Datenschutz im E-Recruiting

Datenschutz im E-Recruiting

Die Digitalisierung der Arbeitswelt findet Einzug in alle Bereiche und Prozesse eines Unternehmens – so auch in HR. Den Unternehmen steht mittlerweile eine Vielzahl von Möglichkeiten zur Digitalisierung ihrer HR-Prozesse zur Verfügung. E-Recruiting mischt dabei an vorderster Stelle mit und ist vieles: es beginnt bei einfachen Stellenanzeigen im Internet, Stellenausschreibungen auf Job-Portalen, der eigenen Karriereseite, Recruiting Apps oder findet nun immer breiteren Anklang durch den Einsatz von Bewerbermanagement-Systemen. So weit so gut – doch wo die Rekrutierung ins Spiel kommt, ist das Thema Datenschutz nicht weit.

 

Dieser Artikel wurde von Sarah Ursprung / PR & Communications Manager von jacando AG verfasst. 

 

Speziell wenn es um die Verarbeitung und Speicherung von Bewerberdaten im Internet geht, ist besondere Vorsicht geboten, denn in rechtlicher Hinsicht werden durch die Bewerberdaten persönlichkeits- und datenschutzrechtliche Belange gleichermaßen berührt.
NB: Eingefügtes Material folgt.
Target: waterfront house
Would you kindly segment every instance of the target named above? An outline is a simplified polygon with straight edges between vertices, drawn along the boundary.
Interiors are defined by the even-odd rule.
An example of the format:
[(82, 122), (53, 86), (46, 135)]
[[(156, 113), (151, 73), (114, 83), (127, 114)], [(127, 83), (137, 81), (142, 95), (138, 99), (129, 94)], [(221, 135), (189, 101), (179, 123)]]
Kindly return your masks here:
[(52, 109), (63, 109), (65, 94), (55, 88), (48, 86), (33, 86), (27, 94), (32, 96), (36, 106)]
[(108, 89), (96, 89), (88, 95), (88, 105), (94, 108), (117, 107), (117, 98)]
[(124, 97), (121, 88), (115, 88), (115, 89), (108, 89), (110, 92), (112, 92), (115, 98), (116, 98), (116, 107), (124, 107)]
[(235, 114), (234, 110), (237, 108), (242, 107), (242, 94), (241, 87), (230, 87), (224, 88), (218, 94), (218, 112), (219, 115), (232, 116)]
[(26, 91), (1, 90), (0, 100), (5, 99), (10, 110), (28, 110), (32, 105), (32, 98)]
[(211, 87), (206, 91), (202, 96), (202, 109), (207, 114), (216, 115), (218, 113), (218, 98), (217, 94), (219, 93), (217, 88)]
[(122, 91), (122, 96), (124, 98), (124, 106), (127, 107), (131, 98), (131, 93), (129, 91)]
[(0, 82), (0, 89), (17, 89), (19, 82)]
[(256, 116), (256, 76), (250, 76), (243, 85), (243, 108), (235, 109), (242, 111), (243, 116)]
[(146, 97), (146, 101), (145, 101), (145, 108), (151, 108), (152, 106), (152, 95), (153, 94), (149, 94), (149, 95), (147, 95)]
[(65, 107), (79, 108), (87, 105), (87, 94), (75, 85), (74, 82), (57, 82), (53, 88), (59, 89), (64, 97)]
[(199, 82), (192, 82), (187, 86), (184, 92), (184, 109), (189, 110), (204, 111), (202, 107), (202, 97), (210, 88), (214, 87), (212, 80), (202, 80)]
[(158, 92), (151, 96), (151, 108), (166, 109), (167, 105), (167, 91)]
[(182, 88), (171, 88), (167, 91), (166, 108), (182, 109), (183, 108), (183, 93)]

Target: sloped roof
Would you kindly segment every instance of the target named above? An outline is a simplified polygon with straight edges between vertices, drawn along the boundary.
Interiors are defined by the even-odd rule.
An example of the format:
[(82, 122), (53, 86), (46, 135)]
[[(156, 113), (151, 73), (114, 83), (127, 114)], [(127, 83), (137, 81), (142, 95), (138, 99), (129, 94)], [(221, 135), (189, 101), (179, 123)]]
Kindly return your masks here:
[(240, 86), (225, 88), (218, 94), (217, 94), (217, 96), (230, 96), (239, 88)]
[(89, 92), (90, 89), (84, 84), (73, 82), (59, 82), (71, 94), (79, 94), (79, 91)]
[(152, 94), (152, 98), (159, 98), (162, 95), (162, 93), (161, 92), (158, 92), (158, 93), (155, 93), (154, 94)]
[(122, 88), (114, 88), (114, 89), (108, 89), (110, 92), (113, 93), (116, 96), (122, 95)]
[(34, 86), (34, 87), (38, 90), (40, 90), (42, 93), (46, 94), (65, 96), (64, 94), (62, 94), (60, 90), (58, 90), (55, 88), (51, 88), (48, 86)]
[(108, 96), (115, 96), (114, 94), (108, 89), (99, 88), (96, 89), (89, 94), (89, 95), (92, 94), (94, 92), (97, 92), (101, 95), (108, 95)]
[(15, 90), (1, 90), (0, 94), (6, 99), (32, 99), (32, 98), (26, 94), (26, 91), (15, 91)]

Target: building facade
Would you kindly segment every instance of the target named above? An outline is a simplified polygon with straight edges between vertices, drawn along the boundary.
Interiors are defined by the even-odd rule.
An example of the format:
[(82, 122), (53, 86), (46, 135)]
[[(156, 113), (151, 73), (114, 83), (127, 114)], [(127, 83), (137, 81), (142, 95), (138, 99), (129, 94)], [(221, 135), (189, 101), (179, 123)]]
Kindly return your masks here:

Das 1×1 des Datenschutzes – ein Auszug

nerd and notebookDie Daten, die ein Bewerber einem Unternehmen anvertraut, sind derart sensibel, dass sie einen besonderen Schutz genießen. Generell gilt: Die Einhaltung des Datenschutzes von Bewerberdaten obliegt der Bewerberdaten-erhebenden Stelle, also sprich dem rekrutierenden Unternehmen selbst. Demnach ist ein Unternehmen selber verpflichtet, den Datenschutz einzuhalten und seine Bewerber über die Verwendung der Daten vollumfänglich zu informieren.

In einem Online-Bewerbungsprozess ist die systemseitig hinterlegte Datenschutzerklärung des Unternehmens grundlegend. Durch die Zustimmung eben dieser erklärt sich ein Bewerber bereit, dass seine Daten zu den dort genannten Zwecken verarbeitet werden. Darüber hinaus muss sie verständlich geschrieben sein und der Bewerber muss über die Identität der verantwortlichen Stelle informiert werden.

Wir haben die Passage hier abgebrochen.